When a county government came to us with 40,000 PDFs spanning 25 years of public records and a 90-day compliance deadline, we had to build a pipeline capable of handling document diversity at serious scale. This wasn't a theoretical exercise—it was a real-world accessibility remediation project that exposed the gaps between manual workflows and what's actually required at enterprise scale.
The Real-World Context: County Government Archive
The client was a medium-sized county government with over two decades of accumulated public records, ranging from planning documents and permit records to health department notices and financial disclosures. These PDFs formed the backbone of public records access and directly affected citizens' ability to interact with government services.
The legal mandate was clear: all PDFs needed to be WCAG 2.1 AA compliant within 90 days. There was no option to host an HTML alternative or delay. The pressure was intense, but the opportunity was significant—we could demonstrate that large-scale remediation is possible when the right infrastructure is in place.

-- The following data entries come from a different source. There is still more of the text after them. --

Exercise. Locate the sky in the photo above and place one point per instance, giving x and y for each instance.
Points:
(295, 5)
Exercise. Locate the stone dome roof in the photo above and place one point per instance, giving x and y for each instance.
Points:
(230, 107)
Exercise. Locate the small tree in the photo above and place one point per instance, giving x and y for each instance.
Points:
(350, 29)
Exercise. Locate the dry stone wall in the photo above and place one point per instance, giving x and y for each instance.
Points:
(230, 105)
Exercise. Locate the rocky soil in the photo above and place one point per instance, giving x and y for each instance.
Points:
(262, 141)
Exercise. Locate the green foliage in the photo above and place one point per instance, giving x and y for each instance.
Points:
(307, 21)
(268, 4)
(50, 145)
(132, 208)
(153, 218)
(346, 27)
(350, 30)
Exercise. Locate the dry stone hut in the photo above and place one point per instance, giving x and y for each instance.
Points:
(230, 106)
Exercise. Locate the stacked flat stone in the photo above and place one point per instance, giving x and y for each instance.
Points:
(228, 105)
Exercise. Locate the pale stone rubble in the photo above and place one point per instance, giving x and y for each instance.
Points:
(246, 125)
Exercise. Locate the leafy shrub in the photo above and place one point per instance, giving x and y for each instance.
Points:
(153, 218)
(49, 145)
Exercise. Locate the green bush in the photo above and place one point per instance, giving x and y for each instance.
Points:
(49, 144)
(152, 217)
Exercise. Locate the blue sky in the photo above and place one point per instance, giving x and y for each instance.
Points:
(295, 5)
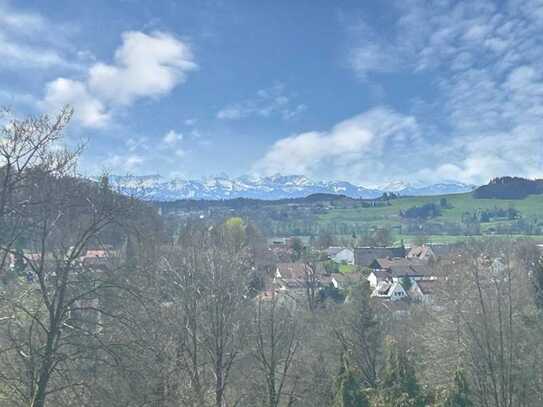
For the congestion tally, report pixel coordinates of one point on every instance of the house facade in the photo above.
(341, 255)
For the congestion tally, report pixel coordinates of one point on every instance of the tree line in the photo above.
(172, 319)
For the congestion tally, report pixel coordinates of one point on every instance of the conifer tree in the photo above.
(399, 386)
(459, 395)
(348, 390)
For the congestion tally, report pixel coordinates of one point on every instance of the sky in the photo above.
(363, 91)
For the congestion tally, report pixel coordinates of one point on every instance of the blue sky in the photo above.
(363, 91)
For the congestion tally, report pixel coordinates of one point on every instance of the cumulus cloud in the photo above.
(171, 138)
(266, 103)
(352, 149)
(124, 163)
(91, 112)
(145, 65)
(484, 58)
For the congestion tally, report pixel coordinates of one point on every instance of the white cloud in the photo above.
(266, 102)
(124, 163)
(146, 65)
(352, 149)
(485, 59)
(171, 138)
(90, 111)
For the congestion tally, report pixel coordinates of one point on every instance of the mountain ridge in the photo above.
(156, 188)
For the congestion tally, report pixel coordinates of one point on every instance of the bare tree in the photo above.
(277, 340)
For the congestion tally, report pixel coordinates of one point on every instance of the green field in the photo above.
(531, 209)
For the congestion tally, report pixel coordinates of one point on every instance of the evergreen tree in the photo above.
(19, 263)
(348, 390)
(400, 387)
(459, 395)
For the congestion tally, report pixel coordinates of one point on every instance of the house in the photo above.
(340, 255)
(388, 269)
(292, 276)
(364, 256)
(339, 280)
(423, 252)
(392, 290)
(423, 291)
(432, 251)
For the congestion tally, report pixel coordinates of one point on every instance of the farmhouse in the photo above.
(340, 254)
(364, 256)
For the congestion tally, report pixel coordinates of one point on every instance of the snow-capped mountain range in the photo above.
(157, 188)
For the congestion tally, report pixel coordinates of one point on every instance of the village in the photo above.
(395, 274)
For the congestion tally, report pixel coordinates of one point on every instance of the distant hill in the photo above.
(509, 188)
(156, 188)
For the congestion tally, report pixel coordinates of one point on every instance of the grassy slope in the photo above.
(461, 203)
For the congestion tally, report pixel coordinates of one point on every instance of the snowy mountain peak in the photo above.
(154, 187)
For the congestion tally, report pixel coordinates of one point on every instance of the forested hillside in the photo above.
(104, 304)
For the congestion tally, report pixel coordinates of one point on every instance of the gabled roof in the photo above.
(426, 286)
(400, 267)
(364, 256)
(333, 250)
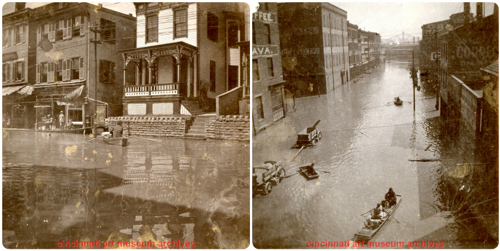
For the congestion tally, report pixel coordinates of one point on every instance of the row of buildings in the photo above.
(302, 49)
(89, 62)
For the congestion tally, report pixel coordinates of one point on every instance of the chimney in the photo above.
(479, 11)
(20, 6)
(466, 8)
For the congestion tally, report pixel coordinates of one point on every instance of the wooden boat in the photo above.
(307, 174)
(116, 141)
(396, 102)
(366, 233)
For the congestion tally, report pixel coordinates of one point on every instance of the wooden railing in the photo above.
(151, 90)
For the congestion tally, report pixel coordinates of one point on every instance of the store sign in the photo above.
(262, 16)
(264, 50)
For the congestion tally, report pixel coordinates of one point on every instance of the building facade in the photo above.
(18, 66)
(187, 51)
(267, 82)
(315, 35)
(73, 75)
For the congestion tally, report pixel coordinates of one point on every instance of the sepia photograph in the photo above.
(375, 125)
(126, 125)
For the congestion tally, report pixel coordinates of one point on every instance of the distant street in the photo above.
(72, 187)
(368, 145)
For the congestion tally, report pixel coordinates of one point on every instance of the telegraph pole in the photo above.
(96, 30)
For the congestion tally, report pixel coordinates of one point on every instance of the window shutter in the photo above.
(37, 73)
(82, 25)
(63, 27)
(70, 28)
(82, 69)
(68, 69)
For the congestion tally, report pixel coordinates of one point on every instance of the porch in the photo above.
(157, 78)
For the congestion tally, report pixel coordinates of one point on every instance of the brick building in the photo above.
(67, 71)
(267, 81)
(187, 55)
(18, 64)
(315, 34)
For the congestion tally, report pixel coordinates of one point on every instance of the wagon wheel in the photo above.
(281, 174)
(268, 188)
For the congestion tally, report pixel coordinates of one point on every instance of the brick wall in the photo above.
(231, 127)
(151, 126)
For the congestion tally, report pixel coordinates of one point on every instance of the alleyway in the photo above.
(71, 187)
(366, 148)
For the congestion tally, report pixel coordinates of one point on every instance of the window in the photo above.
(255, 68)
(43, 72)
(212, 75)
(108, 31)
(267, 33)
(212, 27)
(75, 70)
(19, 34)
(5, 72)
(152, 28)
(106, 71)
(270, 69)
(19, 70)
(233, 34)
(259, 109)
(180, 23)
(60, 30)
(58, 73)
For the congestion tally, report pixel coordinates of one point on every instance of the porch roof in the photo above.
(176, 48)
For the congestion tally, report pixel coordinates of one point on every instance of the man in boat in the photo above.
(391, 197)
(117, 130)
(310, 169)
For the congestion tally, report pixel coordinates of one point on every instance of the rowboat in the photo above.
(365, 233)
(308, 174)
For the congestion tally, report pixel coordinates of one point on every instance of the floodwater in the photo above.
(60, 188)
(369, 145)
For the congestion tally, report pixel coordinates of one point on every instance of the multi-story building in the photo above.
(187, 51)
(74, 75)
(465, 51)
(267, 81)
(315, 34)
(18, 69)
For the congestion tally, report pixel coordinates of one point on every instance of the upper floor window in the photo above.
(152, 28)
(180, 23)
(108, 31)
(19, 70)
(212, 27)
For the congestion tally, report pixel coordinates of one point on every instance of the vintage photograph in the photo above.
(126, 125)
(375, 125)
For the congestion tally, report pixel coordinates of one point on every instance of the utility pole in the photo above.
(96, 30)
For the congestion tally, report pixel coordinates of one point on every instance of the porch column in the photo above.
(195, 75)
(189, 77)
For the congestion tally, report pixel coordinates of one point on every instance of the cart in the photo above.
(266, 176)
(309, 136)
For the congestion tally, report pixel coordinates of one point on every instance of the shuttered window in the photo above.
(180, 23)
(152, 28)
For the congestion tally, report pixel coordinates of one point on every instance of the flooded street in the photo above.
(369, 145)
(69, 187)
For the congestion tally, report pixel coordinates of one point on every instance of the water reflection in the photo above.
(175, 191)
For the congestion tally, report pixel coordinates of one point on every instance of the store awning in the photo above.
(7, 90)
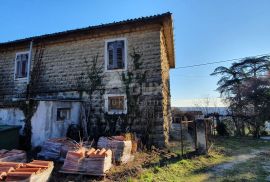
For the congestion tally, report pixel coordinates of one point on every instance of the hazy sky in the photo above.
(205, 31)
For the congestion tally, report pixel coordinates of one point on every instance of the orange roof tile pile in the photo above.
(13, 171)
(120, 146)
(12, 155)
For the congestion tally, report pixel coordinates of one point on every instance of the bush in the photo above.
(222, 129)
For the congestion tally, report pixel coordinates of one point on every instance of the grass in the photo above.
(169, 166)
(197, 168)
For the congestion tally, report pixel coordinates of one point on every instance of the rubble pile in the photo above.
(57, 148)
(120, 146)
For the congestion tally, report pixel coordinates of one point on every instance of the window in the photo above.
(21, 65)
(115, 54)
(116, 104)
(63, 114)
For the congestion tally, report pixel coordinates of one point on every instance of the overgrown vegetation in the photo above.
(245, 86)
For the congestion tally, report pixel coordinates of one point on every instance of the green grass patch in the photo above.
(197, 168)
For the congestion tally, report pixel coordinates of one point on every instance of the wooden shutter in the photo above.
(110, 55)
(120, 54)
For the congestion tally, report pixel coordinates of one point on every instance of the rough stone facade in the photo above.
(64, 63)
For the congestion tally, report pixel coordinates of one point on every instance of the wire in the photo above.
(216, 62)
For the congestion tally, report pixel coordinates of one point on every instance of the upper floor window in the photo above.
(115, 54)
(63, 114)
(21, 65)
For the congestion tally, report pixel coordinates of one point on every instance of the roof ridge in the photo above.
(143, 18)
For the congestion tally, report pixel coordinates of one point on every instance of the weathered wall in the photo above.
(45, 125)
(12, 116)
(166, 101)
(64, 63)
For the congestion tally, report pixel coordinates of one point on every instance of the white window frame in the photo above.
(15, 66)
(106, 54)
(107, 104)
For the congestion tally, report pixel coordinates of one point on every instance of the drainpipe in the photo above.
(29, 62)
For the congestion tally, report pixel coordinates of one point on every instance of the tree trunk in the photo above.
(84, 121)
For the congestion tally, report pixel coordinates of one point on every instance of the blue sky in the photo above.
(205, 31)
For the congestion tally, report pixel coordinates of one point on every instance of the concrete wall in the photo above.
(12, 116)
(64, 63)
(45, 125)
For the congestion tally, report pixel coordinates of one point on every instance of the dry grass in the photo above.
(169, 166)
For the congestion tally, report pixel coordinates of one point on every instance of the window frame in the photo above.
(116, 111)
(27, 67)
(125, 54)
(63, 108)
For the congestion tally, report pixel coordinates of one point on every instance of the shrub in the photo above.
(222, 129)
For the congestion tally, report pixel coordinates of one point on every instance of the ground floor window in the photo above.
(116, 104)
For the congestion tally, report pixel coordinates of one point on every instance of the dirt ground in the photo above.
(231, 159)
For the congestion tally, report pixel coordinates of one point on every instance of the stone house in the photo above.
(56, 71)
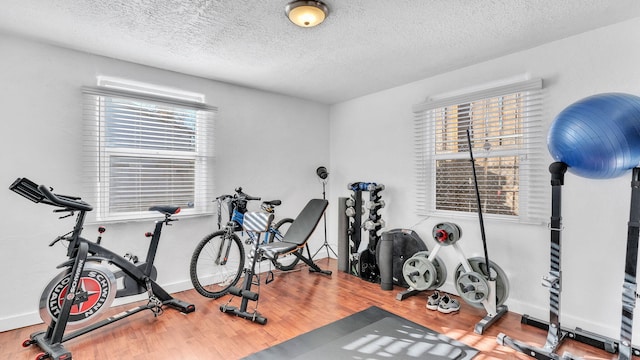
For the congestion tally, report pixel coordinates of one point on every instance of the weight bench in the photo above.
(296, 238)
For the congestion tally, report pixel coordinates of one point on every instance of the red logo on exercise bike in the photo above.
(95, 291)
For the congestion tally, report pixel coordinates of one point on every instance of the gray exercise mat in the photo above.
(370, 334)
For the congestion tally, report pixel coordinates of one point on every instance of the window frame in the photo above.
(97, 154)
(532, 197)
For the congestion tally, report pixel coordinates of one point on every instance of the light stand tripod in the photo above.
(322, 174)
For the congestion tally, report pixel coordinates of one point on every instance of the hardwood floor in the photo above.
(296, 302)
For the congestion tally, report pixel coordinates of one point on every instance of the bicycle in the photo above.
(218, 260)
(87, 285)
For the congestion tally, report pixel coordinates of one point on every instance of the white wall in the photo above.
(267, 143)
(371, 140)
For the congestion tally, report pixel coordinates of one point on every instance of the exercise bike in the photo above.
(88, 285)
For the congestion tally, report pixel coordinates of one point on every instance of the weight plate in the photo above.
(419, 272)
(472, 287)
(422, 274)
(478, 265)
(96, 289)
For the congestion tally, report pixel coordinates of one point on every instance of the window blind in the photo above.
(505, 126)
(143, 150)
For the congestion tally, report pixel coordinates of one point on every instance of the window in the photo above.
(505, 131)
(144, 149)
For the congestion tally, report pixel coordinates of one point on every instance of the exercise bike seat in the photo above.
(300, 230)
(165, 209)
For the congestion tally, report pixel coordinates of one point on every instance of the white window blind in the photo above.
(143, 150)
(505, 125)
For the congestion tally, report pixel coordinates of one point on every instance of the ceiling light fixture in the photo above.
(307, 13)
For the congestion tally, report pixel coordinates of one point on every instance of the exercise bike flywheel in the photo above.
(96, 289)
(473, 286)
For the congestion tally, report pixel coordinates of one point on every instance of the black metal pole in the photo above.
(475, 183)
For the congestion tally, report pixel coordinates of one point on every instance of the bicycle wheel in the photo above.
(217, 264)
(288, 261)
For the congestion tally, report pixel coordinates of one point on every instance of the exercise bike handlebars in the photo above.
(69, 202)
(42, 194)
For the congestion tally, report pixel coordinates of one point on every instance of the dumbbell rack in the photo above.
(364, 264)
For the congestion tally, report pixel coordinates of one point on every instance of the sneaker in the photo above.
(433, 300)
(448, 305)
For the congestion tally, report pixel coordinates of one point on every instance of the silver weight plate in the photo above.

Discovery and Initial Assessment
Before touching a single PDF, we spent two weeks analyzing the archive. This discovery phase was critical and often underestimated in project planning.
Sampling and Classification
We randomly sampled 500 PDFs across the archive to understand the landscape. The results told a story: 62% were native PDFs created from Office documents, 38% were scanned images with no OCR. Of the scanned documents, 31% contained handwritten annotations or non-standard formatting that would require human review.
Beyond format, we classified by complexity: text-only documents (easiest), documents with tables (moderate), image-heavy documents with charts and diagrams (harder), and forms with complex layouts (hardest). We also tracked document age—older documents often had encoding issues or non-standard fonts that caused problems in modern accessibility tools.
Metadata and Accessibility Baseline
We discovered that nearly 100% of the archive lacked proper document language tags. More critically, 94% had no document title tag in the PDF metadata, and approximately 88% had no semantic structure whatsoever. Some documents had been scanned with OCR engines that captured text but didn't understand context—a scanned form might have all the words, but they weren't tagged as form fields.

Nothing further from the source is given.